INILAHCOM, Jakarta – Laporan terbaru Bank Dunia menyatakan kawasan Asia Timur dan Pasifik tetap solid dan menjadi salah satu mesin pertumbuhan perekonomian global. Itu, meskipun adanya tren perlambatan pada 2015.

“Pertumbuhan negara-negara berkembang Asia Timur dan Pasifik diperkirakan tetap solid, namun melihat adanya tren pelambatan maka para pembuat kebijakan diharapkan tetap fokus pada reformasi struktural yang berdasarkan pembangunan yang berkelanjutan, jangka panjang dan inklusif,” tegas Wakil Presiden Bank Dunia Axel von Trotsenburg dalam keterangan tertulis, Senin (05/10/2015).

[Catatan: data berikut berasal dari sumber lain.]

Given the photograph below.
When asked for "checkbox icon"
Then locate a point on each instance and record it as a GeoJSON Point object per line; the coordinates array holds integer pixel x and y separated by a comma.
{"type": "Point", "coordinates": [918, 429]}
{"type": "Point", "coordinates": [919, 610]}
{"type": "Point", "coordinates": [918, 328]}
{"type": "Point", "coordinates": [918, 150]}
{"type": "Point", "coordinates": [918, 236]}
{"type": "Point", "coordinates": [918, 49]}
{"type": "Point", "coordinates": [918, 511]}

Axel menambahkan reformasi struktural yang diperlukan termasuk perbaikan kebijakan sektor keuangan, ketenagakerjaan dan pasar produk, seperti halnya perbaikan transparansi dan akuntabilitas.

“Kebijakan-kebijakan ini akan meyakinkan investor dan pasar, serta membantu mempertahankan pertumbuhan ekonomi yang dapat mempercepat pengentasan dari kemiskinan,” terang Axel yang menambahkan kawasan Asia Timur dan Pasifik diharapkan tumbuh 6,5 persen pada 2015.

Laporan berfokus pada tantangan global seperti pemulihan ekonomi negara-negara maju yang berlangsung secara bertahap, perdagangan global berkembang, namun dengan kecepatan rendah sejak 2009, dan tren pelambatan di negara-negara berkembang, khususnya negara produsen komoditas karena harga komoditas yang melemah.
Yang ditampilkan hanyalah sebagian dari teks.